New cookbook shows how to give leftovers a second life

Chef Tamar Adler on how food leftovers are your next meal's ingredients

When deciding what to bring for a meal at a friend's house, it's probably advisable to leave the stale bread at home. But "CBS Mornings" co-host Tony Dokoupil defied conventional wisdom, showing up with an old baguette for a recent lunch at the home of CBS News business analyst Jill Schlesinger.

He also brought chef and author Tamar Adler, who has carved a specialty out of cooking with leftovers. Her new book, "The Everlasting Meal Cookbook: Leftovers A-Z," is scheduled to go on sale Tuesday.

"I'm so excited for this," exclaimed Schlesinger, who agreed to allow Adler to rummage through her kitchen for neglected food that could be repurposed for another meal. "Every single person has this exact situation," Adler told Dokoupil, describing a kitchen full of leftovers as "the state of every single person's fridge and household."

"The Everlasting Meal Cookbook" is published by a division of Simon & Schuster, which is owned by CBS parent company Paramount. In it, Adler shares her philosophy that "by having saved what's left of an earlier meal, you are already cooking another one."

She developed that philosophy as head chef of Farm 255 in Athens, Georgia. Often short on money and ingredients, Adler told Dokoupil she was often forced to improvise.

"We can't afford to buy more stuff … and I just burnt the rice. That was my restaurant," she said.

When asked what lesson home cooks can take away from that, Adler replied, "It's like nobody cares at all what you cook. I mean, I think what people come over for is the experience of being served and that people love being hosted."

The new cookbook includes more than 1,500 recipes for items like old hamburger patties, moldy tomatoes, banana peels and opened bags of potato chips.

With Jill Schlesinger looking on, Adler pulled several old containers of rubbery chicken, old noodles and soggy vegetables from her fridge. Adler also found some stale tortillas, which Schlesinger joked she could use "as a Frisbee."

"This looks very promising," Adler concluded while opening a tub of leftover Chinese takeout.

She then pulled from the freezer a frozen bagel which Schlesinger warned her is "not great, but … you do you, girl."

Adler found more of what she called "treasures" in the cupboards, including several canned foods nearing their expiration dates and a bag of mixed nuts.

Utilizing the skills and experience that went into crafting "The Everlasting Meal Cookbook," she planned three dishes, putting Dokoupil and Schlesinger to work chopping, shredding, and mixing.

An hour or so later, they sat down for a meal unrecognizable from the depressing state in which it began.

"You could do a multiple choice of like what was this before and people would struggle," said Dokoupil.

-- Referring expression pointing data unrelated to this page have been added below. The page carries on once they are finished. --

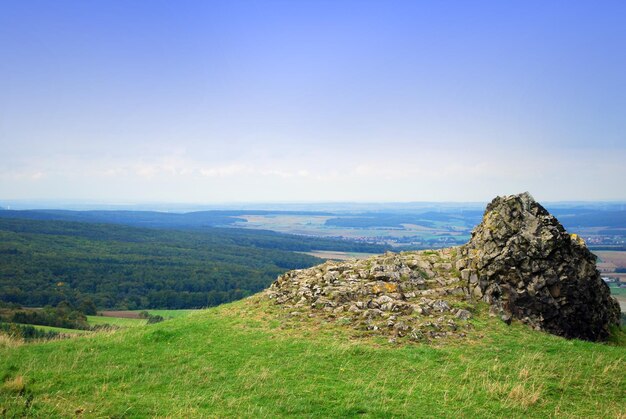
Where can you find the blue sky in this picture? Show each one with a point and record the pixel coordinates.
(257, 101)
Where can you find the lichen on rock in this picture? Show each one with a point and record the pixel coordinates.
(520, 260)
(526, 266)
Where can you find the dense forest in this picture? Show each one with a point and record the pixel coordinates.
(45, 262)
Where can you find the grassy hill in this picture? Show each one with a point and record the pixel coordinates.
(251, 359)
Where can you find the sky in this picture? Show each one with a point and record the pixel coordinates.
(312, 101)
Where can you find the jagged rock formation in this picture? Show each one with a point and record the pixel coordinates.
(520, 260)
(418, 295)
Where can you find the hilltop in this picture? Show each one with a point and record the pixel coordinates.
(520, 260)
(412, 334)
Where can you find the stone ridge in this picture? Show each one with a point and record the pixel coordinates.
(414, 295)
(520, 260)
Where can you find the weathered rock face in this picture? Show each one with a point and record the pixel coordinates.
(521, 260)
(412, 295)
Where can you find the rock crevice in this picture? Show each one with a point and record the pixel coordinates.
(519, 259)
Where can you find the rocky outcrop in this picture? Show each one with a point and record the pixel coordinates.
(414, 295)
(520, 260)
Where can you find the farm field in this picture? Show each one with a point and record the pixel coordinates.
(615, 257)
(61, 330)
(135, 314)
(326, 254)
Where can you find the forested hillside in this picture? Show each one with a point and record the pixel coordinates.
(46, 262)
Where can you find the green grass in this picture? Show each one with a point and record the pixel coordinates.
(248, 359)
(115, 321)
(170, 314)
(58, 329)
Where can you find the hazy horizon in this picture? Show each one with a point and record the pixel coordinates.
(312, 101)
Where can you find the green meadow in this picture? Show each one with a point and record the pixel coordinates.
(250, 359)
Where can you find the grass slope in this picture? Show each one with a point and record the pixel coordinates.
(248, 359)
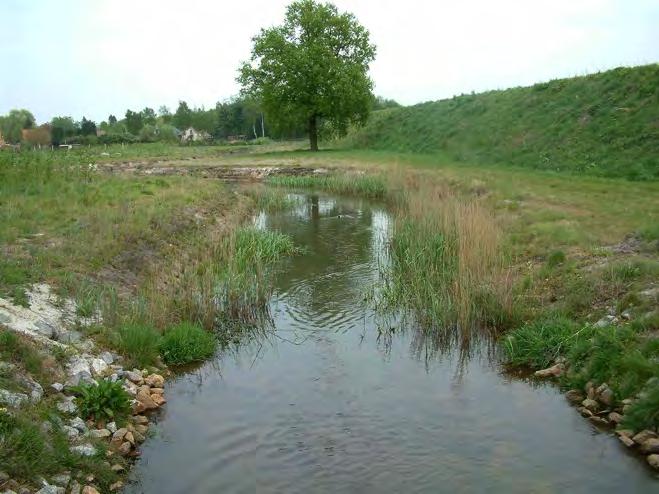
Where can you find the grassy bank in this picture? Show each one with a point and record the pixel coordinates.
(162, 269)
(602, 124)
(564, 268)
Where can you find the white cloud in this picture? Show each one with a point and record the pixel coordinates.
(94, 58)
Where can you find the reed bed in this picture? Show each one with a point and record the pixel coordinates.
(446, 265)
(371, 186)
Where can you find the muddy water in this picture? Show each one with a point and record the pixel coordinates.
(323, 404)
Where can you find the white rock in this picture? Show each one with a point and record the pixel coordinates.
(67, 405)
(62, 479)
(603, 323)
(78, 365)
(98, 366)
(37, 392)
(13, 399)
(71, 432)
(51, 489)
(79, 424)
(84, 450)
(134, 376)
(100, 433)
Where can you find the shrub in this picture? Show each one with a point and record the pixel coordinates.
(139, 343)
(186, 343)
(106, 401)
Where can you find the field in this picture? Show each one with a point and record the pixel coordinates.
(544, 239)
(603, 124)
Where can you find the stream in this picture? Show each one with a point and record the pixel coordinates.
(323, 402)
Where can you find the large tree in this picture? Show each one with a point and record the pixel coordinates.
(312, 67)
(62, 128)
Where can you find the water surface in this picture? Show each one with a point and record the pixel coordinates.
(325, 403)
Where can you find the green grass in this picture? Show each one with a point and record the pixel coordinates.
(644, 413)
(538, 343)
(242, 283)
(14, 349)
(602, 124)
(186, 343)
(623, 357)
(373, 186)
(138, 343)
(30, 453)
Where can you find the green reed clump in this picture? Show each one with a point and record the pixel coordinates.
(538, 343)
(618, 356)
(138, 343)
(31, 452)
(644, 413)
(622, 357)
(445, 267)
(372, 186)
(243, 284)
(186, 343)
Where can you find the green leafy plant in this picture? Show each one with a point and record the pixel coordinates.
(106, 401)
(186, 343)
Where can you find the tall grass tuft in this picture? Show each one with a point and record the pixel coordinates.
(139, 343)
(446, 265)
(186, 343)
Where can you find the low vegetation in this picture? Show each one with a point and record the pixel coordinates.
(105, 401)
(138, 342)
(602, 124)
(364, 185)
(186, 343)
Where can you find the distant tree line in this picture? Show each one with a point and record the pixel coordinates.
(240, 116)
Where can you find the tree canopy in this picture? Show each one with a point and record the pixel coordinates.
(314, 67)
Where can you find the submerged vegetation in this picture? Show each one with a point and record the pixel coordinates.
(602, 124)
(373, 186)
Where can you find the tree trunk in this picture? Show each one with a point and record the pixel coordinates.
(313, 133)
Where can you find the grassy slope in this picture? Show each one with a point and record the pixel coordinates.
(605, 124)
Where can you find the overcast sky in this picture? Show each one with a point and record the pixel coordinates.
(96, 57)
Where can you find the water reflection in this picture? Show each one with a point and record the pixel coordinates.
(330, 400)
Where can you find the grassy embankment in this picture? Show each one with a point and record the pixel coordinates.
(156, 261)
(603, 124)
(533, 256)
(532, 211)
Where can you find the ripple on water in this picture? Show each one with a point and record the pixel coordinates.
(325, 408)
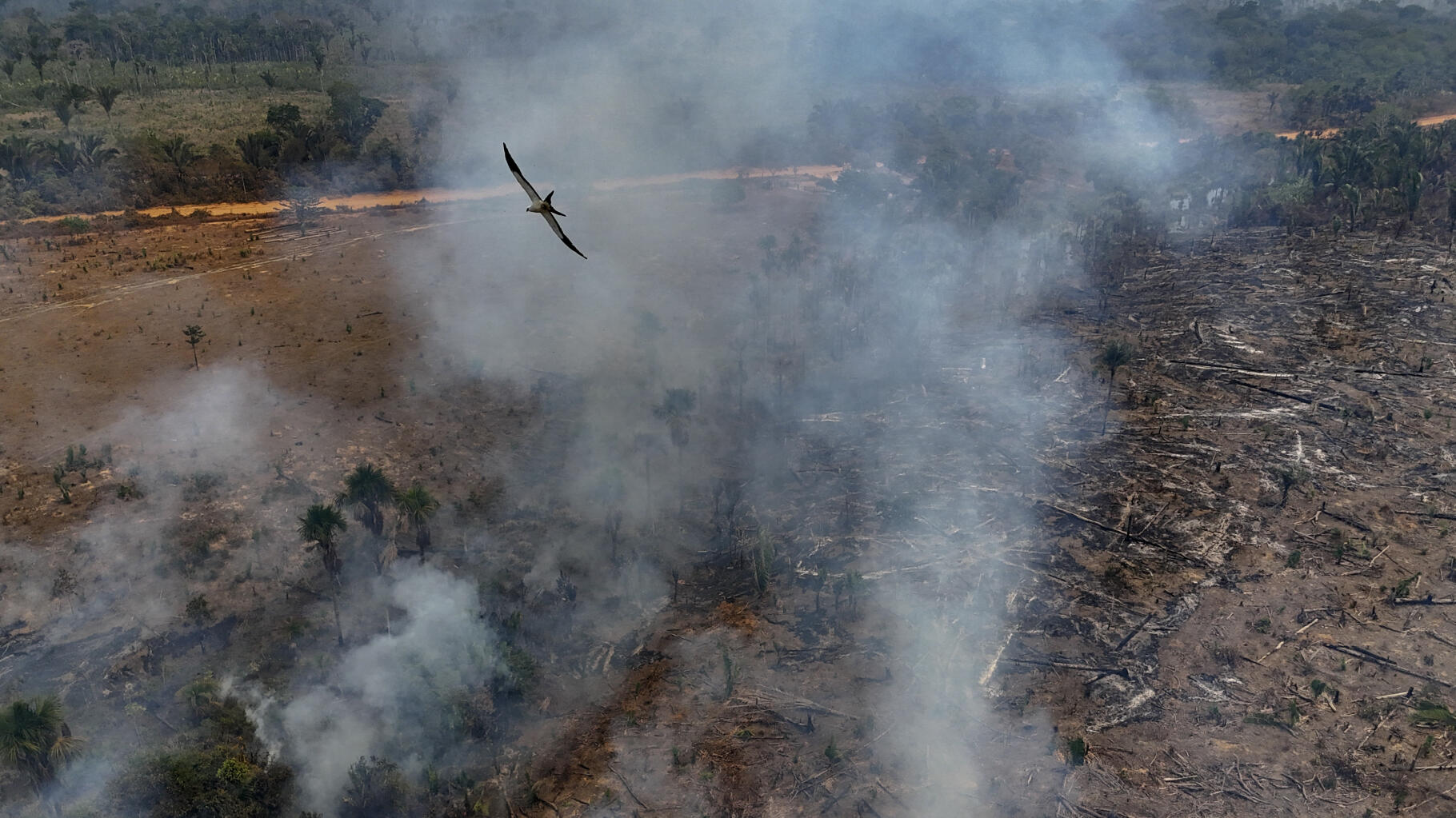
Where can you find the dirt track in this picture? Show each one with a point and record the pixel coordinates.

Schlesinger agreed.

The first dish was what started as overcooked chicken, shredded and mixed with corn, cilantro and lime – combined with take-out salsa and served on the tortillas, which were salvaged by frying them on the stove. The group agreed it tasted "like a great chicken tostada."

The second dish began as leftover rice. Adler turned it into a salad by mixing it with olive oil, mustard, two kinds of herbs, and the mixed nuts – which were chopped.

The third dish included the frozen bagel and stale baguette – revived with a sprinkling of water and a little time in the oven. Sliced and rubbed with garlic, the bread was then topped with a mash of vegetables – including some from the leftover Chinese food.

"This to me is the most unbelievable transformation," Schlesinger told the group, as they began to eat.

"It's just cooking," Adler said. "Although it's true that I particularly like using what's there and kind of, like, solving these problems, I think all cooking is actually problem-solving."